The causal knowledge acquired in operant conditioning may be radically incomplete if it is confined to implicit knowledge of the effects of the learner’s own actions, and not generalized to yield an understanding of the effects of other sources of intervention. It is one thing to know that if I peck on the target, a food pellet will appear, another to knowthat if there is a blow on the target, from whatever source, a food pellet will appear. A full causal understanding separates events that are subject to a system of causal relations from interventions that alter them, and implies a general grasp of the relevant interventions. Learning by imitation seems to indicate a more complete causal understanding. Meltzoff and Moore (1977) showed that very young babies imitate some of the actions of others, and of course older children and adults imitate all the time. Imitation can be for its own sake, from which useful consequences may later be discovered, or may be acquired along with knowledge of the consequences of the act imitated. In the latter case, imitation is the manifestation of an efficient way of acquiring causal knowledge, a way that identifies an act as a generic kind, that recognizes the causal power of the kind, and that recognizes the agent’s own action as an instance of the kind, no matter how different from the observed action of another one’s own action may look or feel to oneself. There is, of course, a reverse inference, from observation of the consequences of one’s own actions to knowledge of the consequences of like actions by others.
Learning causal relations from observations of others’ actions is essential for the accretion of causal knowledge that constitutes culture. It is, therefore, interesting that recent studies suggest that nonhuman primate modes of learning by imitation may be seriously limited in comparison with humans, either because they do not imitate, or do not learn from observations of others the consequences of imitated actions.

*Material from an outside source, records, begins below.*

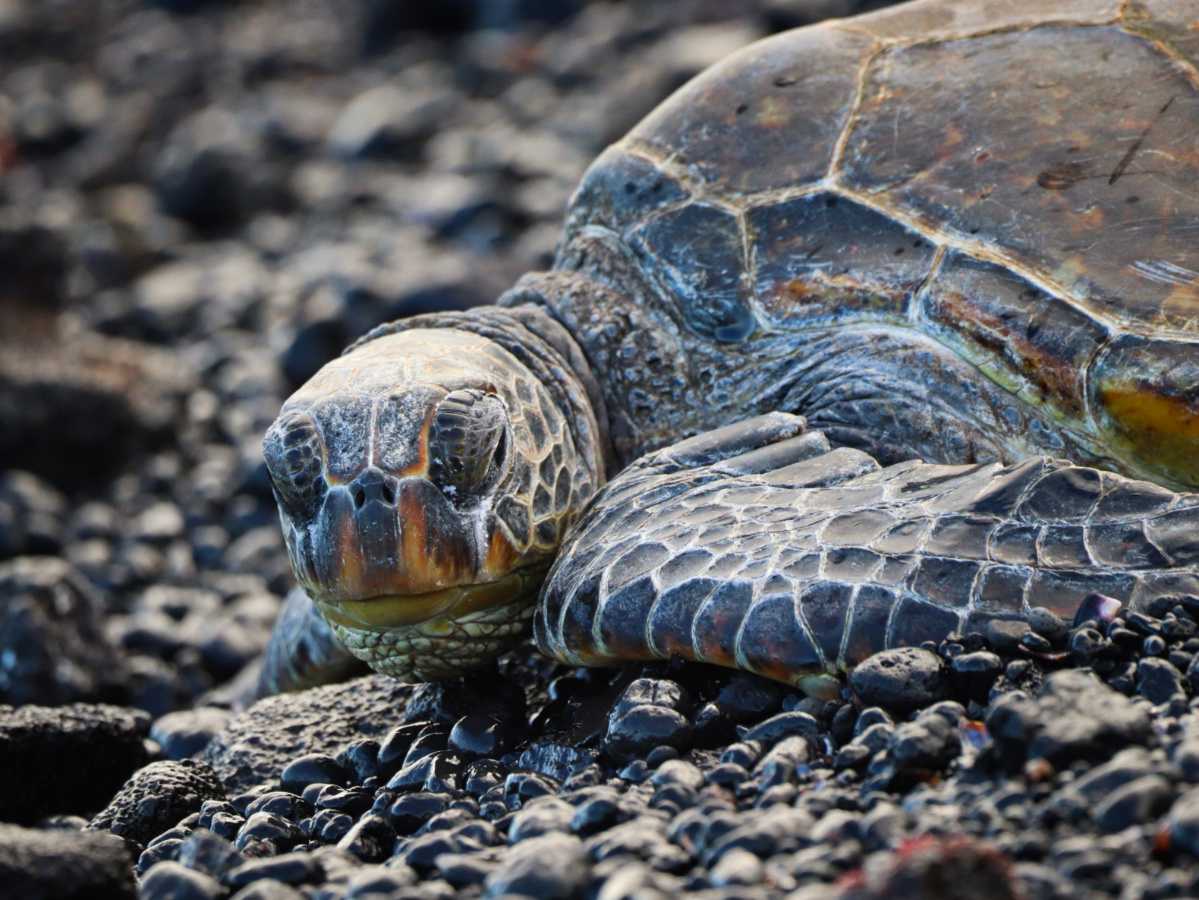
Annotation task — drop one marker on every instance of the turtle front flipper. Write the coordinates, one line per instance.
(805, 568)
(303, 651)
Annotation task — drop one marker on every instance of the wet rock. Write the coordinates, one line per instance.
(901, 680)
(67, 759)
(209, 853)
(186, 732)
(313, 768)
(482, 693)
(1182, 822)
(361, 760)
(784, 725)
(476, 736)
(1073, 717)
(544, 816)
(1133, 803)
(956, 867)
(927, 744)
(64, 865)
(53, 639)
(172, 881)
(290, 869)
(266, 834)
(258, 744)
(648, 716)
(156, 797)
(553, 867)
(30, 515)
(1157, 681)
(372, 839)
(267, 889)
(281, 803)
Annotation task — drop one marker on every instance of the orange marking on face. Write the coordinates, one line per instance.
(1164, 429)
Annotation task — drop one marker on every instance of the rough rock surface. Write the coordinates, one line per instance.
(64, 865)
(156, 798)
(257, 746)
(68, 759)
(53, 629)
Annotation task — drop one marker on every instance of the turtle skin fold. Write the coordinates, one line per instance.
(761, 548)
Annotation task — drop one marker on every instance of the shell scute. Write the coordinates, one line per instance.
(1146, 393)
(1062, 150)
(823, 259)
(767, 116)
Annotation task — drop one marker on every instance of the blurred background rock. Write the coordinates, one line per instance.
(200, 204)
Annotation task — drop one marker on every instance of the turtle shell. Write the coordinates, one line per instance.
(1017, 180)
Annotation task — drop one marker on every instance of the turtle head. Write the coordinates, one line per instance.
(425, 482)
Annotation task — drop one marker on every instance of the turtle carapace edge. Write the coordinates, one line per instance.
(872, 332)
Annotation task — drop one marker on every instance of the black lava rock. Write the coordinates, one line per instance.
(156, 797)
(172, 881)
(552, 867)
(901, 680)
(482, 693)
(260, 742)
(186, 732)
(267, 832)
(1073, 717)
(290, 869)
(477, 736)
(1157, 681)
(68, 759)
(1140, 801)
(209, 853)
(64, 865)
(372, 839)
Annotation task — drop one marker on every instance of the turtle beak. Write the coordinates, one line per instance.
(385, 536)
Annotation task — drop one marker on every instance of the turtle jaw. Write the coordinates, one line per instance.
(440, 634)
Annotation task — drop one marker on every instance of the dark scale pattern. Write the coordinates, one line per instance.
(893, 556)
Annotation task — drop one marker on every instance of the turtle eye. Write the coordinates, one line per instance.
(294, 460)
(468, 444)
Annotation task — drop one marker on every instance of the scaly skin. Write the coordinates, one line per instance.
(953, 231)
(425, 482)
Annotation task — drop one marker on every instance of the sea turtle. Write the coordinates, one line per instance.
(903, 264)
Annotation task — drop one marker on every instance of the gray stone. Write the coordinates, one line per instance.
(901, 680)
(259, 743)
(64, 865)
(172, 881)
(70, 759)
(186, 732)
(1073, 717)
(552, 867)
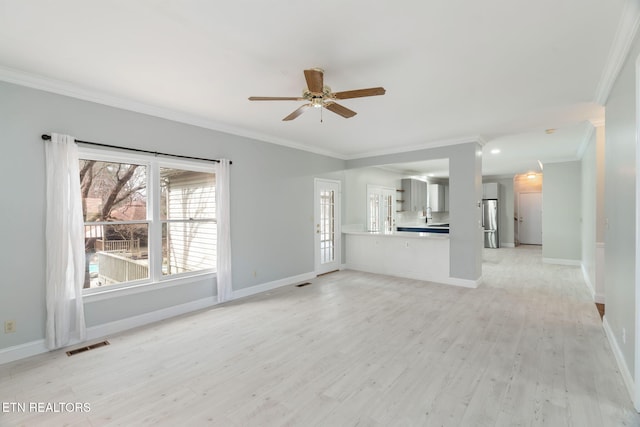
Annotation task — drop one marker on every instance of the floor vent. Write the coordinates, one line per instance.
(328, 272)
(87, 348)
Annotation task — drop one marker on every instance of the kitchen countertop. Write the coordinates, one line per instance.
(403, 234)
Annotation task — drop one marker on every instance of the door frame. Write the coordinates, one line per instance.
(520, 193)
(337, 225)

Whatever the biological constraints and imperatives concerning the formation of concepts of kinds, it seems likely that humans and perhaps other creatures also have the capacity to fashion kinds to suit their environments. Adults certainly fashion many categories to discriminate causal powers, and presumably children do as well.There may be many ways that causal roles influence categorization, but consider just one of the ways suggested by network representations. From the point of view of Bayes nets, fashioning kinds is fashioning variables, deciding when perceptual or historical differences should be used to separate things into distinct kinds, and when they should be ignored. The “should be” has to do with whatever promotes causal understanding, prediction, and control.
Simon has often insisted that intelligence works best in an “approximately decomposable” world, a world where not everything is hooked up to everything else, and the influences of causes are approximately separable. One of the morals of computational research on Bayes nets is that their utilities are only available when the domain is structured so that the networks are sparse. If every variable is in fact dependent on every other variable, conditional on every other set of variables, little about causal structure can be learned from the data short of a complete set of randomized experiments, and, were such a complex causal structure to be known, prediction and control would be infeasible to compute with it.

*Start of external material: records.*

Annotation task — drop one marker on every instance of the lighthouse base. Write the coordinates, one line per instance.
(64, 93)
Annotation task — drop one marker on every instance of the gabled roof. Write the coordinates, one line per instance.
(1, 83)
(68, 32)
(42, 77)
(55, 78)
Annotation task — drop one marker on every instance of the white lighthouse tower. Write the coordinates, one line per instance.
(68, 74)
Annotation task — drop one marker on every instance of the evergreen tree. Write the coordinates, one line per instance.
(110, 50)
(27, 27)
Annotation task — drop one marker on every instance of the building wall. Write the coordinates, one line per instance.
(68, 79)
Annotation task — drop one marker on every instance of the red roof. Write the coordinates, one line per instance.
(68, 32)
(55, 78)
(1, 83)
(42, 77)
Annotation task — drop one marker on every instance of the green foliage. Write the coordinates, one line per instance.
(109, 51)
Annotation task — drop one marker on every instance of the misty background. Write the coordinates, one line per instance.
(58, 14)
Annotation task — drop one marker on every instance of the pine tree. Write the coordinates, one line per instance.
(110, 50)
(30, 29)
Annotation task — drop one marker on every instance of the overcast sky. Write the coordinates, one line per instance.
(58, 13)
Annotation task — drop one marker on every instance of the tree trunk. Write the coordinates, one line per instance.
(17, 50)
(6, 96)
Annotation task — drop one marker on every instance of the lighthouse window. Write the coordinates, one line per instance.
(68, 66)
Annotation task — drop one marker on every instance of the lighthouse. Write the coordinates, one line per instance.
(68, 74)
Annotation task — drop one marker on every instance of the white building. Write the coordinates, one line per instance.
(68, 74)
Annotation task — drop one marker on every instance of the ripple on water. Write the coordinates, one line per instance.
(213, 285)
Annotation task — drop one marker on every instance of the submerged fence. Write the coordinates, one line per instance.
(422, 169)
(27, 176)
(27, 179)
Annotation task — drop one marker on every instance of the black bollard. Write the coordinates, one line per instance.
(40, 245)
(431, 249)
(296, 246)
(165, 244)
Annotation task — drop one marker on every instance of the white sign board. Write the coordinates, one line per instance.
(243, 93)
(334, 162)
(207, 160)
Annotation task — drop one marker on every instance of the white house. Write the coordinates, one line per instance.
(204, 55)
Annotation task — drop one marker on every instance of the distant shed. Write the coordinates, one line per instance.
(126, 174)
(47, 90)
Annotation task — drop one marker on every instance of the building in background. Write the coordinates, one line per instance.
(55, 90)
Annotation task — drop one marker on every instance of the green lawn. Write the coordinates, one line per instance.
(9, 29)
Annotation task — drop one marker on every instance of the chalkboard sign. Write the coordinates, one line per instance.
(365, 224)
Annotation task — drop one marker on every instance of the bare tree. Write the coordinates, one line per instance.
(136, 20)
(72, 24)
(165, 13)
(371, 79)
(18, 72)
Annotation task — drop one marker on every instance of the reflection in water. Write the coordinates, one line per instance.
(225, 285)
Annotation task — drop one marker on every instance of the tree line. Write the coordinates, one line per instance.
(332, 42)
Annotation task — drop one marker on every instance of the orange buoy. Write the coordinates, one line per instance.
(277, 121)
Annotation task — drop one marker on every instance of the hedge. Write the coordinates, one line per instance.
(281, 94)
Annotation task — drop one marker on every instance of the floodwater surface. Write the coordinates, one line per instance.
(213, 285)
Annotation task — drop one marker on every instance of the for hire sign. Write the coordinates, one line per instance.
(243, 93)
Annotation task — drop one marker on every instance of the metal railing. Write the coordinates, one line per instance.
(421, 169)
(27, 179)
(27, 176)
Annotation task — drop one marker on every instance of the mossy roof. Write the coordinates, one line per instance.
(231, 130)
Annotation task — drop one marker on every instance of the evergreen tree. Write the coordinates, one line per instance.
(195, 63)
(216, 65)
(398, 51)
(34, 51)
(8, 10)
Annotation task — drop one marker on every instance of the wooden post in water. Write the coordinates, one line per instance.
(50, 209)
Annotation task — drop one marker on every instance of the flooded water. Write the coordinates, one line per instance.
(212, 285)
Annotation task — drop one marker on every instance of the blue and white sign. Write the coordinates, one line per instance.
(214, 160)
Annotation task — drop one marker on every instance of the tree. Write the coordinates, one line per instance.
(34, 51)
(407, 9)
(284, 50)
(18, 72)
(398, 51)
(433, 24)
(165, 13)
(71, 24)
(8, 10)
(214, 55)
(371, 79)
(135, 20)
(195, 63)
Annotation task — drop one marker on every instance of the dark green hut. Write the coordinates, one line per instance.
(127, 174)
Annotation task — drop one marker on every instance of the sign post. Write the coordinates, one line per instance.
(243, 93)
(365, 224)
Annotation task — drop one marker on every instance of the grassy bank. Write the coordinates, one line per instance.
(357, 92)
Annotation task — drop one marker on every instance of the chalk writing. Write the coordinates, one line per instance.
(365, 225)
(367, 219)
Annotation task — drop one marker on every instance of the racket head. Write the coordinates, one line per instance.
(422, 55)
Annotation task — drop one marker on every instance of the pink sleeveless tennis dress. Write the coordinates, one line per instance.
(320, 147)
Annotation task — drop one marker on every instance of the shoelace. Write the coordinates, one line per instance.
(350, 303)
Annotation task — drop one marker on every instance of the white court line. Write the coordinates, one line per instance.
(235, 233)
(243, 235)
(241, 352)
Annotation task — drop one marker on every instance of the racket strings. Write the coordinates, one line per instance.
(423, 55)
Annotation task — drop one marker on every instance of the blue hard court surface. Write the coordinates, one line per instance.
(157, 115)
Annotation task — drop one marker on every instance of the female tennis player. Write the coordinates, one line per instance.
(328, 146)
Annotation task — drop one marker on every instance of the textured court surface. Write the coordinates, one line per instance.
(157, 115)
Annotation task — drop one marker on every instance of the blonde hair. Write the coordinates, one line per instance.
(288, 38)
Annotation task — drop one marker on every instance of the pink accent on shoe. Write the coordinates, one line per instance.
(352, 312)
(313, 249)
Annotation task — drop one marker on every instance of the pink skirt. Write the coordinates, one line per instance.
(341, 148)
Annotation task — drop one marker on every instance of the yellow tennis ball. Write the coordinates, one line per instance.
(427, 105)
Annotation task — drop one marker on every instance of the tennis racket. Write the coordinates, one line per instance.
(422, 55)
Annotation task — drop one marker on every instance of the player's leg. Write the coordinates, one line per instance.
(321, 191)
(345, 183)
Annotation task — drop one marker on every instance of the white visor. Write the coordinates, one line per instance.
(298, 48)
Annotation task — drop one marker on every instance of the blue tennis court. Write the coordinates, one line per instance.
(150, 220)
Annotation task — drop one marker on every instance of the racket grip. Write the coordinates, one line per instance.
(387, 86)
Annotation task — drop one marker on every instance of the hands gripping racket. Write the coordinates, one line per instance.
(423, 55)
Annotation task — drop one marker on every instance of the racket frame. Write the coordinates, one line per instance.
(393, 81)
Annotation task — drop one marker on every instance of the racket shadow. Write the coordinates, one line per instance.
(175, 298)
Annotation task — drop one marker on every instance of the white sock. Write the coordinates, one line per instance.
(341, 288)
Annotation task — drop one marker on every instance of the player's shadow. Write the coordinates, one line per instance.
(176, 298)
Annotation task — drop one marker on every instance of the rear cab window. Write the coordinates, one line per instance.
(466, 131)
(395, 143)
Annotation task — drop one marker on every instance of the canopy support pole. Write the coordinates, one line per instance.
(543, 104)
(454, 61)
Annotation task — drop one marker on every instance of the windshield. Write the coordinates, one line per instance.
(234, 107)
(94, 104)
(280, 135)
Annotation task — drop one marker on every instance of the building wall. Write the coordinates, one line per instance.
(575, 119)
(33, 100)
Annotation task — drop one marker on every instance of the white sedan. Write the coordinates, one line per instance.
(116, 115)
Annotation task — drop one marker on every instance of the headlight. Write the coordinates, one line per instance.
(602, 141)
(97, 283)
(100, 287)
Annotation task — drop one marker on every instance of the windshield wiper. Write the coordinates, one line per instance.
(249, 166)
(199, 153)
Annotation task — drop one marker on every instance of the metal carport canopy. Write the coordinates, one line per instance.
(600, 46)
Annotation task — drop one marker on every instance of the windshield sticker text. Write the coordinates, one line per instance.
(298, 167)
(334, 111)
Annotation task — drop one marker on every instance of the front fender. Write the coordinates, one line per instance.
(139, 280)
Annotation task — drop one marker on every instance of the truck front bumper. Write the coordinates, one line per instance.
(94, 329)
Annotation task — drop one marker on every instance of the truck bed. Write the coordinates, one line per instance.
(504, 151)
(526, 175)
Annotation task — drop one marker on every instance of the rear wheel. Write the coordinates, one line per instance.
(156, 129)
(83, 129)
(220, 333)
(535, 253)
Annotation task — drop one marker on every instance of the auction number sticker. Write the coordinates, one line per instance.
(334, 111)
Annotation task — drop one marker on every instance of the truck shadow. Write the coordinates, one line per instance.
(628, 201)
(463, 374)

But knowledge of a causal structure is useful in prediction and control only if the structure is not completely empty, only if some features influence other features. Causal knowledge from fragmentary observations, possible when the causal structure is sparse, is useful only when some things influence others, but the structure is still sparse.
Whether the causal relations in a domain are sufficiently sparse to be tractable and sufficiently dense to aid prediction and control depends in part on how the variables are specified—on the kinds. Dense causal structures are sometimes resolved into sparser causal structures by introducing new kinds.”